Relationship between mineral fertilization, plant macro- and microelement contents and yield of wheat (Triticum aestivum L.)

L. Nenova*, M. Benkova, Ts. Simeonova, I. Atanassova

Institute of Soil Science, Agrotechnologies and Plant Protection “N. Poushkarov”, Agricultural Academy, 1331 Sofia, Bulgaria

(Manuscript received 20 January 2023; accepted for publication 14 December 2023)

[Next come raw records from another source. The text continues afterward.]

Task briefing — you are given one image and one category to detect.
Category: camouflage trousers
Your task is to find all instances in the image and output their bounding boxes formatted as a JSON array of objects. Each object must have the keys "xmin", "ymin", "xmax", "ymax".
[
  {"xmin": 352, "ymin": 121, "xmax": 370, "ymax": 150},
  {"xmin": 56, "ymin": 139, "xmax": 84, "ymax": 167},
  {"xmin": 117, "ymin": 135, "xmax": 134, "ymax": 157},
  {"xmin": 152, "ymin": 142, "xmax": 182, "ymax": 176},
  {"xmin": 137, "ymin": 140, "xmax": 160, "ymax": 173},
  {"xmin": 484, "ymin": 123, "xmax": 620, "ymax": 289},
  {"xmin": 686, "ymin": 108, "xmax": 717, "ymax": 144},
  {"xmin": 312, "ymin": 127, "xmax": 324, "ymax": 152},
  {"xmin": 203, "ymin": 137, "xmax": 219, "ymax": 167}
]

Abstract. The effectiveness of mineral fertilization on wheat productivity was determined in a field experiment on Alluvial-meadow soil (Fluvisol, FAO 2015) at the experimental field of Tsalapitsa village, Plovdiv region, during 2019-2020. Four increasing rates of nitrogen fertilization along with a constant background of phosphorus fertilization were tested in the following variants: N40P100; N80P100; N120P100; N160P100, and N0P0 (control) – without any fertilization. The influence of these variants on yield and the content of basic macro- and microelements in wheat’s dry biomass were assessed. Plant samples were collected at the full maturity phase of wheat, with each variant sampled in triplicate, to determine the concentrations of N, P, K, Ca, Mg, Cu, Zn, Mn, and Fe. Correlation analysis and analysis of variance (ANOVA) were employed to identify dependencies between observed variables. Significant differences between the variants for N% content in grain, chaff and straw of wheat were established. The highest nitrogen values were observed in the grain of the N160P100 and N120P100 variants, at 2.10% and 2.02%, respectively. The applied fertilization had a significant positive effect on the accumulation of potassium, calcium, copper, manganese and iron in wheat biomass. This finding was supported by the correlation coefficients between fertilizer rates and N (R = 0.948), Ca (R = 0.854), Cu (R = 0.681), Mn (R = 0.735), and Fe (R = 0.769) in the wheat grain. Significant yield differences were observed among the variants, with the highest yield recorded for N120P100 (7123.0 kg/ha), more than tripling that of the control variant. The uptake of nitrogen, phosphorus and potassium by the total biomass of wheat increased depending on the fertilization rates and it was the highest in the N120P100 variant.